1. Has Social Security contributed to the rising divorce rate? Before Social Security, many more adult children (proportionally) must have had to live with or near their parents to help take care of them in retirement. Having grandparents nearby means a great deal of actual and moral support for parenthood, stronger family ties, and a handy source of disapproval if you get out of line. Having grandparents at a distance, attenuates those things, and probably (indirectly) decreases the stability of marriages. If Social Security's subsidies for elderly independence increase retirees' propensity to live away from adult children, and if the presence of nearby parents decreases the propensity of divorce, then it may be the case that Social Security has had the unintended consequence of contributing to higher divorce rates.
2. Is my bodyweight an integrated or autoregressive time series? Logically, it must be integrated. If I lose a pound between time t and time t+1, then to be one pound heavier at time t+2 than I was at t, I need to have gained two pounds. Any pound gain or lost is an enduring change in the time series. The series *must* have a permanent memory (though not necessarily a trend), like a batting average. Yet, my experience is that my weight is autoregressive--at least in the short run. If I somehow manage to cut a few pounds, they reappear; if I pack on a few pounds, they usually drop off without much fuss. The deviations from my equilibrium weight seem to decay over time. What I am I missing?

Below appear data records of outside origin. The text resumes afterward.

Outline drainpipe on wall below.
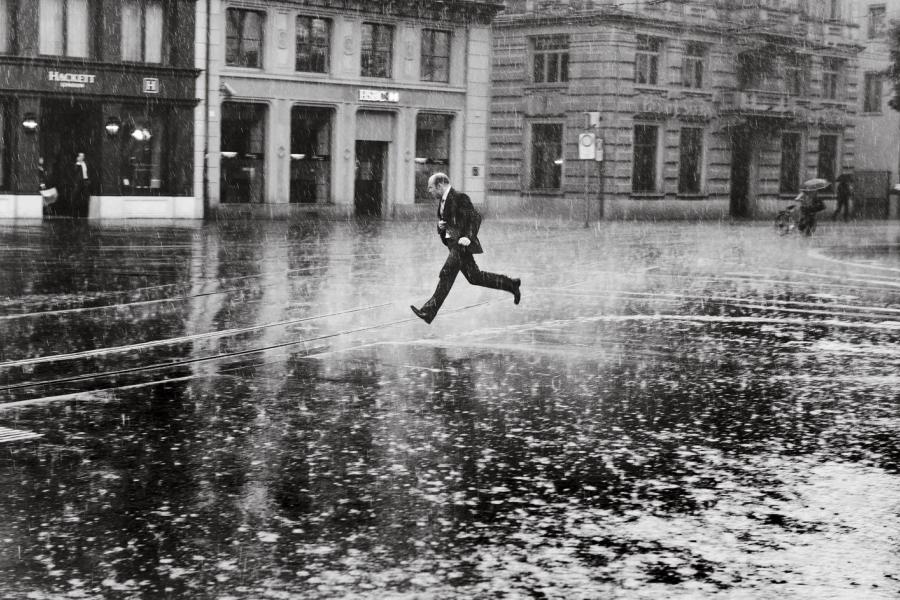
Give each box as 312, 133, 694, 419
203, 0, 212, 219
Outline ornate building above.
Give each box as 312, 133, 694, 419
195, 0, 502, 216
488, 0, 860, 218
0, 0, 202, 219
852, 0, 900, 218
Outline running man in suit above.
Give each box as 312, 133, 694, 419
410, 173, 522, 323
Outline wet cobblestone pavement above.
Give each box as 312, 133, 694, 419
0, 220, 900, 600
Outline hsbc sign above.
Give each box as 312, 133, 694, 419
359, 90, 400, 102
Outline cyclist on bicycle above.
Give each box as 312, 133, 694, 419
794, 190, 825, 235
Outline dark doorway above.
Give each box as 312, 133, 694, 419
731, 131, 753, 218
353, 140, 387, 217
38, 100, 103, 217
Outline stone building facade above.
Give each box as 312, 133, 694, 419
488, 0, 860, 219
0, 0, 202, 219
194, 0, 502, 217
852, 0, 900, 218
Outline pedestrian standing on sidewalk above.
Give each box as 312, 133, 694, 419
38, 156, 59, 214
831, 173, 853, 221
72, 152, 91, 217
410, 173, 522, 323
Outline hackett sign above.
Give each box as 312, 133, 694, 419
47, 71, 97, 88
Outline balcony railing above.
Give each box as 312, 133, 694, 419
721, 90, 796, 117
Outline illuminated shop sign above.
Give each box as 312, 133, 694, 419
359, 90, 400, 102
47, 71, 97, 88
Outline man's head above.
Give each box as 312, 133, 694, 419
428, 173, 450, 200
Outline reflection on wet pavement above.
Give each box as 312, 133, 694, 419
0, 221, 900, 599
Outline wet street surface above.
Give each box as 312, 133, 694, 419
0, 219, 900, 600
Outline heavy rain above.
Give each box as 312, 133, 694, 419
0, 220, 900, 598
0, 0, 900, 600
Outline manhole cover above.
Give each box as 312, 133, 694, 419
0, 427, 41, 444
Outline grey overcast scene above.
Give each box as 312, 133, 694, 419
0, 0, 900, 600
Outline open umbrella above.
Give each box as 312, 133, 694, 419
800, 177, 831, 192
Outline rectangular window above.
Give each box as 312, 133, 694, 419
868, 4, 887, 40
415, 114, 453, 202
784, 55, 809, 96
678, 127, 703, 194
0, 0, 16, 54
360, 23, 394, 79
818, 135, 838, 182
421, 29, 450, 83
529, 123, 563, 190
225, 8, 266, 69
681, 42, 706, 89
121, 107, 168, 196
294, 16, 331, 73
290, 106, 334, 204
634, 35, 662, 85
822, 56, 841, 100
122, 0, 164, 64
219, 102, 267, 204
531, 35, 569, 83
631, 125, 659, 193
38, 0, 91, 58
0, 102, 13, 190
778, 132, 802, 194
863, 73, 882, 112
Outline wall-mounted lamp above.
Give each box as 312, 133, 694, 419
22, 113, 37, 132
131, 127, 151, 142
103, 117, 122, 136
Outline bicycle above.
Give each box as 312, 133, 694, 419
775, 204, 816, 235
775, 204, 797, 235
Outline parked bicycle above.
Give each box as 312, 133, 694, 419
775, 179, 831, 236
775, 204, 797, 235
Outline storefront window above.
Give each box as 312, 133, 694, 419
0, 0, 16, 54
290, 106, 333, 204
360, 23, 394, 78
818, 135, 838, 182
220, 102, 267, 203
678, 127, 703, 194
122, 0, 163, 63
0, 102, 12, 190
778, 131, 803, 194
225, 8, 265, 69
39, 0, 91, 58
415, 114, 453, 202
122, 115, 166, 195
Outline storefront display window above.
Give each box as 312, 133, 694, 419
290, 106, 333, 204
220, 102, 267, 203
122, 116, 166, 195
415, 114, 453, 202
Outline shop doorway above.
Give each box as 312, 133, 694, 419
38, 100, 103, 217
353, 140, 388, 217
730, 131, 753, 219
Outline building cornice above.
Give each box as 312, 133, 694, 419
256, 0, 504, 25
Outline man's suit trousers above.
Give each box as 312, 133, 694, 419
422, 246, 515, 317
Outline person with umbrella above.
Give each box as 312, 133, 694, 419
831, 173, 853, 221
794, 178, 831, 235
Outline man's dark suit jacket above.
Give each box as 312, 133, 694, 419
438, 187, 484, 254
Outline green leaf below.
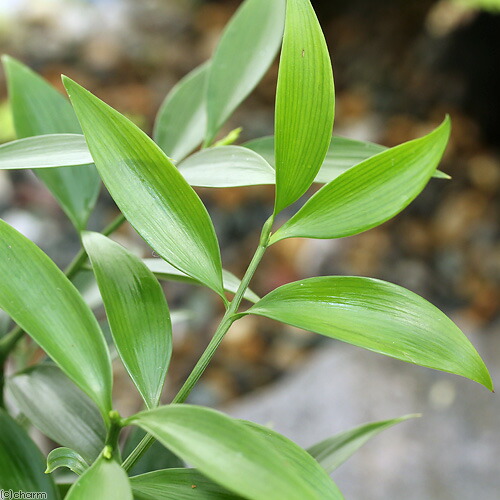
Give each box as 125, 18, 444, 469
130, 469, 243, 500
153, 63, 210, 161
7, 364, 106, 463
205, 0, 285, 144
248, 276, 493, 390
271, 118, 450, 244
242, 136, 451, 184
123, 427, 185, 476
307, 415, 420, 474
127, 405, 334, 500
82, 232, 172, 408
0, 220, 112, 421
243, 136, 387, 184
65, 456, 133, 500
143, 259, 260, 303
0, 408, 59, 494
274, 0, 335, 213
2, 56, 101, 229
241, 420, 344, 500
45, 448, 89, 476
178, 146, 275, 188
64, 77, 223, 295
0, 134, 92, 170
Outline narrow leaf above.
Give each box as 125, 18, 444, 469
248, 276, 493, 390
0, 220, 111, 419
275, 0, 335, 213
64, 78, 223, 295
271, 118, 450, 243
45, 448, 89, 476
2, 56, 101, 229
179, 146, 275, 188
242, 136, 451, 184
130, 469, 244, 500
7, 364, 106, 463
0, 134, 93, 170
307, 415, 420, 474
206, 0, 285, 143
82, 232, 172, 408
143, 259, 260, 303
153, 63, 210, 161
241, 420, 344, 500
65, 456, 133, 500
243, 136, 387, 184
127, 405, 332, 500
0, 408, 59, 494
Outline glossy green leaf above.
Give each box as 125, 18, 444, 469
3, 56, 101, 229
123, 427, 185, 476
0, 134, 93, 170
7, 364, 106, 463
0, 408, 59, 494
206, 0, 285, 143
45, 448, 89, 476
271, 118, 450, 243
143, 259, 260, 303
130, 469, 244, 500
275, 0, 335, 213
243, 136, 450, 184
65, 456, 133, 500
0, 220, 112, 419
64, 78, 223, 295
82, 232, 172, 408
178, 146, 275, 188
153, 63, 210, 161
307, 415, 420, 474
127, 405, 334, 500
241, 421, 344, 500
248, 276, 493, 390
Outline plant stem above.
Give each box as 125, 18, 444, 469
0, 214, 125, 364
123, 216, 274, 471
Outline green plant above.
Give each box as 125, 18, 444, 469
0, 0, 493, 500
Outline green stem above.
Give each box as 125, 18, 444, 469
123, 216, 274, 471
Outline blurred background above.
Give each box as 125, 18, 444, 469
0, 0, 500, 500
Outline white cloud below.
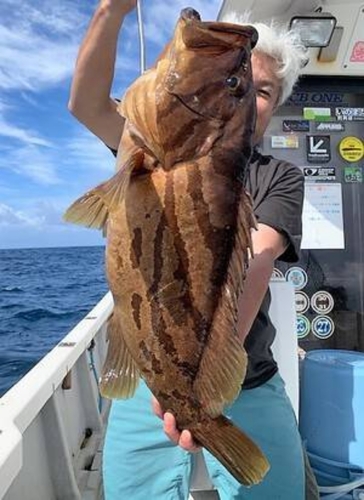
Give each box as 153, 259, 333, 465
65, 131, 115, 176
145, 0, 221, 44
0, 116, 51, 146
0, 144, 61, 186
0, 26, 78, 91
0, 203, 40, 227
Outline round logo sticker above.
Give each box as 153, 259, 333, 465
339, 137, 364, 163
311, 290, 334, 314
294, 292, 310, 314
272, 267, 284, 280
296, 314, 311, 339
312, 316, 335, 339
286, 267, 308, 290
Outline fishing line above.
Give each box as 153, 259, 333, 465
137, 0, 145, 74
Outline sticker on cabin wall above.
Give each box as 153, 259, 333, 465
271, 267, 284, 279
285, 267, 308, 290
303, 108, 331, 122
302, 166, 336, 182
306, 135, 331, 163
282, 120, 310, 132
315, 122, 345, 132
296, 314, 311, 339
339, 136, 364, 163
311, 290, 335, 314
311, 316, 335, 340
335, 108, 364, 122
350, 40, 364, 62
344, 167, 363, 183
271, 135, 300, 149
294, 292, 310, 314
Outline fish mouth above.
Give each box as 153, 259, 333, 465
173, 94, 223, 123
180, 7, 258, 49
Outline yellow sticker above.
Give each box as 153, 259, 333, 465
339, 137, 364, 163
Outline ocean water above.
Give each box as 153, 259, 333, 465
0, 246, 108, 397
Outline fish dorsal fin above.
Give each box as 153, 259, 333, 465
100, 314, 139, 399
63, 149, 144, 229
194, 192, 256, 417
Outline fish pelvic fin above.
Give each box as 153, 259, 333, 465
100, 308, 140, 399
190, 415, 270, 486
194, 191, 256, 417
63, 150, 144, 229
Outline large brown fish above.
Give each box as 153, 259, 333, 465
66, 9, 269, 485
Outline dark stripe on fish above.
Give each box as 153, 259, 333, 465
131, 293, 143, 330
130, 227, 143, 269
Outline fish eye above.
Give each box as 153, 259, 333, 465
226, 76, 240, 90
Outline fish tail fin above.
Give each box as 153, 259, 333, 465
63, 150, 144, 229
190, 415, 269, 486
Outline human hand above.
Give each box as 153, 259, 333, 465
152, 396, 201, 453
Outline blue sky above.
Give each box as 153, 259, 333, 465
0, 0, 221, 248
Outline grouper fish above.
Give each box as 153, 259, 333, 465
65, 8, 269, 485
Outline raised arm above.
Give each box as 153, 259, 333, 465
68, 0, 136, 149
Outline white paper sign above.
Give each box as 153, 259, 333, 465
301, 182, 345, 250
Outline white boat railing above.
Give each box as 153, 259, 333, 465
0, 280, 298, 500
0, 293, 113, 500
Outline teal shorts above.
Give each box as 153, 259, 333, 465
103, 374, 304, 500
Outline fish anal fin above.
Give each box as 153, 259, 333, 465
100, 314, 139, 399
190, 415, 270, 486
194, 191, 256, 417
63, 149, 144, 229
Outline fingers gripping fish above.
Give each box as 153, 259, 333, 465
65, 5, 269, 485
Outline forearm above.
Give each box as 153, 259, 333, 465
69, 0, 135, 147
238, 250, 274, 341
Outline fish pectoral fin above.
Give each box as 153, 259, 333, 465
193, 325, 247, 418
100, 308, 140, 399
63, 149, 144, 229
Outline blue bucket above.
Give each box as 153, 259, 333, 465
300, 349, 364, 468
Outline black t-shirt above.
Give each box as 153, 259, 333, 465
243, 152, 304, 389
110, 148, 304, 389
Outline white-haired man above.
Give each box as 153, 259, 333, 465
69, 0, 315, 500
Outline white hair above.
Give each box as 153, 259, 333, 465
221, 12, 308, 105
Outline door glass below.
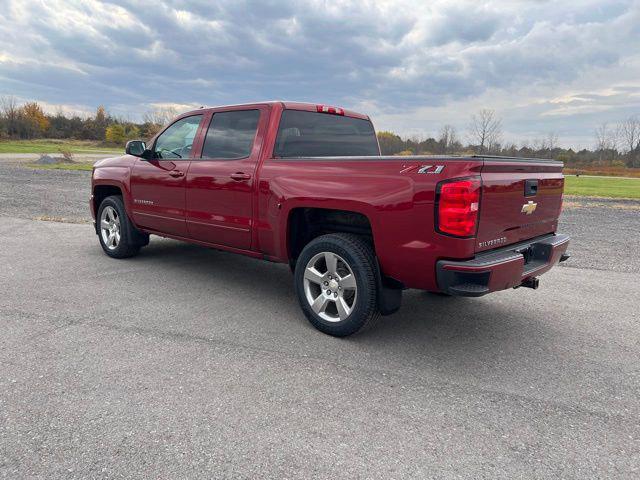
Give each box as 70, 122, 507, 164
154, 115, 202, 159
202, 110, 260, 159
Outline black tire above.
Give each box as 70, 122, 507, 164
294, 233, 380, 337
96, 195, 149, 258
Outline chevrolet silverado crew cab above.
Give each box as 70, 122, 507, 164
90, 102, 569, 336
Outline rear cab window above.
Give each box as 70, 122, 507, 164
273, 110, 380, 158
202, 109, 260, 160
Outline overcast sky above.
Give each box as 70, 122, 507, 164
0, 0, 640, 147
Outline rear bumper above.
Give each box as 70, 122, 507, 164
436, 234, 569, 297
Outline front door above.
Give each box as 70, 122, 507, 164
186, 106, 268, 250
131, 115, 203, 237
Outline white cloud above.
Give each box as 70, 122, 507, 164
0, 0, 640, 145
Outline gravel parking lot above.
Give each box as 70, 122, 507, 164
0, 163, 640, 479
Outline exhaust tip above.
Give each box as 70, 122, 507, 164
520, 277, 540, 290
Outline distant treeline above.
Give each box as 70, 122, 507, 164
0, 97, 640, 168
0, 97, 177, 146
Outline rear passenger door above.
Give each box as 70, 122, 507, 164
186, 105, 268, 250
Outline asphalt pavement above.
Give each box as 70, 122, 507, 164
0, 166, 640, 479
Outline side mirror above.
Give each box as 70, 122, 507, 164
124, 140, 147, 157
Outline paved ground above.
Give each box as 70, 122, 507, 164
0, 163, 640, 478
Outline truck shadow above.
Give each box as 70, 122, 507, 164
126, 239, 554, 361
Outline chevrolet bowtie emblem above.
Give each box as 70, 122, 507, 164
520, 200, 538, 215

3. What is the relationship between the performance of a university's athletic programs and the reputation of its academic programs? Positive? Maybe, winning teams draw students, entice potential donors, and actually produce better academic programs increasing evaluations of those programs. Maybe excellence in athletics rubs off an impressionistic evaluations of other areas. Negative? Maybe scholars and academics regard sports-centric schools as fundamentally unserious institutions. Maybe winning on the field casts the school as an institution built around dumb jocks. No effect? People are good at separating the academic reputation of schools from other factors.